Chinese hackers have gained access to the computer system belonging to the US agency which holds all government personnel records, it has been reported.
If the report is true, it signifies a worrying escalation of cybersecurity tensions between China and the United States.
The New York Times reported that in March this year, Chinese hackers broke into the computer system belonging to the US Office of Personnel Management, the government agency that keeps the personal information of all federal employees.
The newspaper cited senior US officials as its source, and said the hacker appeared to be targeting files on tens of thousands of employees who have applied for top-secret security clearances.
It seems that the hackers were able to gain access to some of the agency’s databases, before the federal authorities detected the threat and blocked them from the network. The NYT said it was unclear at this stage how far the hackers penetrated the agency’s systems.
And it seems that the attack was traced to China, although a senior American official said it was not clear if the hackers had any links to the Chinese government.
The disclosure of the hack comes at a time when Secretary of State John Kerry is in Beijing for the annual Strategic and Economic Dialogue, a forum for the United States and Chine to discuss their commercial relationships, among other issues.
Secretary of State John Kerry was asked about the hack and he reportedly said that the “alleged incident” did not appear to have impacted sensitive information. “What we have heard is that it relates to an attempted intrusion. It is still being investigated by US authorities,” he reportedly said. “At this point in time it does not appear to have compromised any sensitive material.”
If this latest alleged attack is confirmed as stemming from mainland China, it risks further inflaming already heightened tensions between the two countries over cyber security.
Last month, a US official confirmed that attempts by the United States and China to tackle the scourge of cyber crime together had stalled.

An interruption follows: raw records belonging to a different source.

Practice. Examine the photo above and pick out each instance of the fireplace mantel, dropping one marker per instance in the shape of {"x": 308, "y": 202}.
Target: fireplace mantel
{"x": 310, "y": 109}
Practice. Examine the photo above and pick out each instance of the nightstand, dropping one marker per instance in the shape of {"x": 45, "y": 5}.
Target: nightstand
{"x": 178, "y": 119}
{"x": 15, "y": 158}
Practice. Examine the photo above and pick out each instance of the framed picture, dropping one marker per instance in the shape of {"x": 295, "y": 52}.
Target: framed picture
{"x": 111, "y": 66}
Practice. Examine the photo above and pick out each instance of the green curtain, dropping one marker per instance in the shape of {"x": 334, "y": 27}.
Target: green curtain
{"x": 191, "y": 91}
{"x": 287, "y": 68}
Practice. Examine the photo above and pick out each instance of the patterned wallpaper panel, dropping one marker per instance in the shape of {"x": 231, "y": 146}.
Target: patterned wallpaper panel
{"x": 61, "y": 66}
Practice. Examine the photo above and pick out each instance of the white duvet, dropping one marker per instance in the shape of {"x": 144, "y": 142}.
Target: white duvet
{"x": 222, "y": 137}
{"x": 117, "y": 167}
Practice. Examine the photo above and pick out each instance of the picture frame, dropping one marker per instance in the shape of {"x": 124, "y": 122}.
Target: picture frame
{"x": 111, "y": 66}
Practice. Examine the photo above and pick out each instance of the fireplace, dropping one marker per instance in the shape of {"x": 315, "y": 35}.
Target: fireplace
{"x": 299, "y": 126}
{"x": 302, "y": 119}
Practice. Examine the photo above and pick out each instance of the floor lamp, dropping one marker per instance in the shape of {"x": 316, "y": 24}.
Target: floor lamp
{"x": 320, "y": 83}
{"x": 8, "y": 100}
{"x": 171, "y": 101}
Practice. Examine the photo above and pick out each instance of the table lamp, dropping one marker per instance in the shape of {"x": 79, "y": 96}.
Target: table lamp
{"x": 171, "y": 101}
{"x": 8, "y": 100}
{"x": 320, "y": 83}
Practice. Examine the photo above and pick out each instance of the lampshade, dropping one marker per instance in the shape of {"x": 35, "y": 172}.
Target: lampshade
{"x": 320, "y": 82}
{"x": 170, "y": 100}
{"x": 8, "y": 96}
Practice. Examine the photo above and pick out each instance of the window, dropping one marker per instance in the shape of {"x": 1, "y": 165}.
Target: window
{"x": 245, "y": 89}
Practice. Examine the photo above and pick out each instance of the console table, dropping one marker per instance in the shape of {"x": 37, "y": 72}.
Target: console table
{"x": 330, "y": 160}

The collapse in co-operation was blamed on the fact that the US had filed hacking charges against Chinese army personnel. In late May, the US filed indictments against members of Unit 61398 of the Chinese People’s Liberation Army (PLA).
The move apparently soured relations between the two countries and effectively ended any co-operation over tackling cyber crime together.

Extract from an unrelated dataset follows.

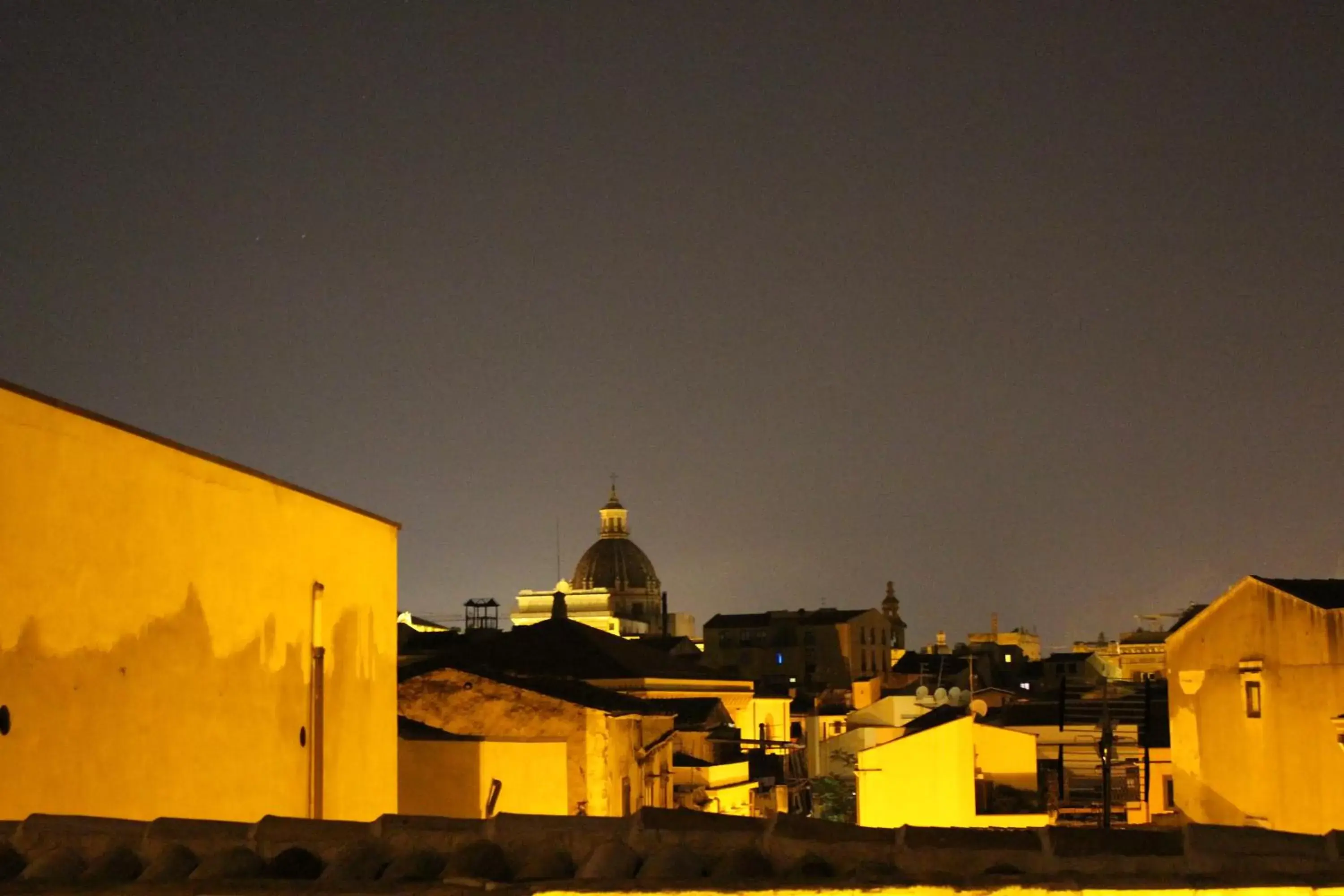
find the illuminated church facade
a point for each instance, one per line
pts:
(615, 586)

All of this has added to the difficulties of Western companies doing business in China, and has led to Chinese businesses and banks replacing Western computers or software in favour of local offerings.
China also said recently that it would vet Western technology companies operating in the country. Meanwhile the China Central Government Procurement Centre has already excluded Windows 8 from a government purchase of energy-efficient computers, in order to “ensure computer security”.